HDFGroup / h5pyd

h5py distributed - Python client library for HDF Rest API
Other
111 stars 39 forks source link

Cannot access compound dataset which contains array of enum #39

Open tmick0 opened 6 years ago

tmick0 commented 6 years ago

I am trying to access a dataset which contains an enum array via h5serv, however h5pyd throws the following exception:

  File "$HOME/project/venv/lib/python2.7/site-packages/h5pyd-0.2.6-py2.7.egg/h5pyd/_hl/group.py", line 335, in __getitem__
    tgt = getObjByUuid(link_json['collection'], link_json['id'])
  File "$HOME/project/venv/lib/python2.7/site-packages/h5pyd-0.2.6-py2.7.egg/h5pyd/_hl/group.py", line 311, in getObjByUuid
    tgt = Dataset(DatasetID(self, dataset_json))
  File "$HOME/project/venv/lib/python2.7/site-packages/h5pyd-0.2.6-py2.7.egg/h5pyd/_hl/dataset.py", line 416, in __init__
    self._dtype = createDataType(self.id.type_json)
  File "$HOME/project/venv/lib/python2.7/site-packages/h5pyd-0.2.6-py2.7.egg/h5pyd/_hl/h5type.py", line 725, in createDataType
    dt = createDataType(field['type'])  # recursive call
  File "$HOME/project/venv/lib/python2.7/site-packages/h5pyd-0.2.6-py2.7.egg/h5pyd/_hl/h5type.py", line 732, in createDataType
    dtRet = createBaseDataType(typeItem)  # create non-compound dt
  File "$HOME/project/venv/lib/python2.7/site-packages/h5pyd-0.2.6-py2.7.egg/h5pyd/_hl/h5type.py", line 638, in createBaseDataType
    raise TypeError("Array Type base type must be integer, float, or string")
TypeError: Array Type base type must be integer, float, or string

We can create a minimal dataset to reproduce the error using h5py as follows:

import h5py
import numpy as np

f = h5py.File('test.h5', 'w')
enum_type = h5py.special_dtype(enum=('i', {"FOO": 0, "BAR": 1, "BAZ": 2}))
comp_type = np.dtype([('my_enum_array', enum_type, 10), ('my_int', 'i'), ('my_string', np.str_, 32)])
dataset = f.create_dataset("test", (4,), comp_type)
f.close()

We then put it in h5serv's data directory and try to access it:

import h5pyd
f = h5pyd.File("test.hdfgroup.org", endpoint="http://127.0.0.1:5000")
print(f['test'])

This yields the above exception.
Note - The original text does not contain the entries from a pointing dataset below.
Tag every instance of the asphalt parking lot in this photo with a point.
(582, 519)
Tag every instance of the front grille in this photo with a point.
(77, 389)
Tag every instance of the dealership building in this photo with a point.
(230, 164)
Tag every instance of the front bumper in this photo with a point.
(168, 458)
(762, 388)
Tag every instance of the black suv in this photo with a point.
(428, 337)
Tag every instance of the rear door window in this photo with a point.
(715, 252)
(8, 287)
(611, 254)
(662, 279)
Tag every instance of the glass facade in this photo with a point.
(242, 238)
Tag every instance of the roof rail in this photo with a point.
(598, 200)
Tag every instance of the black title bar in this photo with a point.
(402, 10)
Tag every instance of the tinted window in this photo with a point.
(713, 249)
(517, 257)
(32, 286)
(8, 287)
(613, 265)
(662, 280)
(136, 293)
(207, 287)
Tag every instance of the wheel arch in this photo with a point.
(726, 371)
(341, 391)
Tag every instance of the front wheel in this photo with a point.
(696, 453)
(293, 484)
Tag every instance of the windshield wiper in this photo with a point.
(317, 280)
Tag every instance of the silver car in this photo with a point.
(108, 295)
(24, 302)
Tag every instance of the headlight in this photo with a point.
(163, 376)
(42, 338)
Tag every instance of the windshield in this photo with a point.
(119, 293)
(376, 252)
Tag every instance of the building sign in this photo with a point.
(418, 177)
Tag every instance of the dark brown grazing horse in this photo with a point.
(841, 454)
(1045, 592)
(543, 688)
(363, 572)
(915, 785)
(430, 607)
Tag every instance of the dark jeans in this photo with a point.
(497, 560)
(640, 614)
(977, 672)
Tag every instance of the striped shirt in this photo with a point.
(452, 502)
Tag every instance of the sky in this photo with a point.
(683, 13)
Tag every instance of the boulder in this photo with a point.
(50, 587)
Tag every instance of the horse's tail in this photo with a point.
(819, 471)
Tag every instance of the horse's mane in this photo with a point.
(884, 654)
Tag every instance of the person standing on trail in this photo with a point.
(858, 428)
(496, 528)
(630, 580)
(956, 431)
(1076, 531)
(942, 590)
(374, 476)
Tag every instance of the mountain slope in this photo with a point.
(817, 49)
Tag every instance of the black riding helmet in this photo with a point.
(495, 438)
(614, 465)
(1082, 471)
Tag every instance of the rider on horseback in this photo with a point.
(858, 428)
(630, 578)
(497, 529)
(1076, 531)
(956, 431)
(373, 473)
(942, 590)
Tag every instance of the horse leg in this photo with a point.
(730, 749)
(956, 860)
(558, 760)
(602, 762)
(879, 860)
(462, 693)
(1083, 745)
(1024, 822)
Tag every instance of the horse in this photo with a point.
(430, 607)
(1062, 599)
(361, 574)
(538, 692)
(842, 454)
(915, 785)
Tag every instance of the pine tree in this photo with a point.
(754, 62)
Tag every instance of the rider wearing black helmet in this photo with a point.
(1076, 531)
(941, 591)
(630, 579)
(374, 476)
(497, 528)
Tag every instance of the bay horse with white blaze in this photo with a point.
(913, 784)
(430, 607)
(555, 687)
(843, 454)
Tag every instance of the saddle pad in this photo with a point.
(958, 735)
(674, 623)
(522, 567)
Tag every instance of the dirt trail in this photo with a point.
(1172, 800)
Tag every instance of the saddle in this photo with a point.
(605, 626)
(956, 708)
Note that we are able to access the dataset as expected using regular h5py.

Applying the following patch to h5pyd prevents the exception and returns a dataframe, however it doesn't seem to give the correct behavior (the enum array seems to be treated as an int array):

diff --git a/h5pyd/_hl/h5type.py b/h5pyd/_hl/h5type.py
index 4ce6cb4..10ce562 100644
--- a/h5pyd/_hl/h5type.py
+++ b/h5pyd/_hl/h5type.py
@@ -637 +637 @@ def createBaseDataType(typeItem):
-            if arrayBaseType["class"] not in ('H5T_INTEGER', 'H5T_FLOAT', 'H5T_STRING'):
+            if arrayBaseType["class"] not in ('H5T_INTEGER', 'H5T_FLOAT', 'H5T_STRING', 'H5T_ENUM'):

I'm not sure how to properly proceed in working around this. Thanks in advance for your advice.

jreadey commented 6 years ago

Hi, it looks like the test coverage for enum types is pretty thin - we'll want to beef this up.

I'm a bit confused just using h5py with your HDF5 file.
If I do this:

f = h5py.File("test.h5", 'r')
dset = f['test']
print(dset.dtype)
dt = dset.dtype["my_enum_array"]
print("enum dt: {}".format(dt))
print(h5py.check_dtype(enum=dt))

I'm getting "None" for the last output line. Is this what you see?

tmick0 commented 6 years ago

Yes, it seems that the metadata is lost if we access it that way. However, if I write f['test']['my_enum_array'].dtype.metadata (or equivalently, h5py.check_dtype(enum=f['test']['my_enum_array'].dtype)), the enum dictionary is retrieved as expected. This is pretty confusing behavior indeed.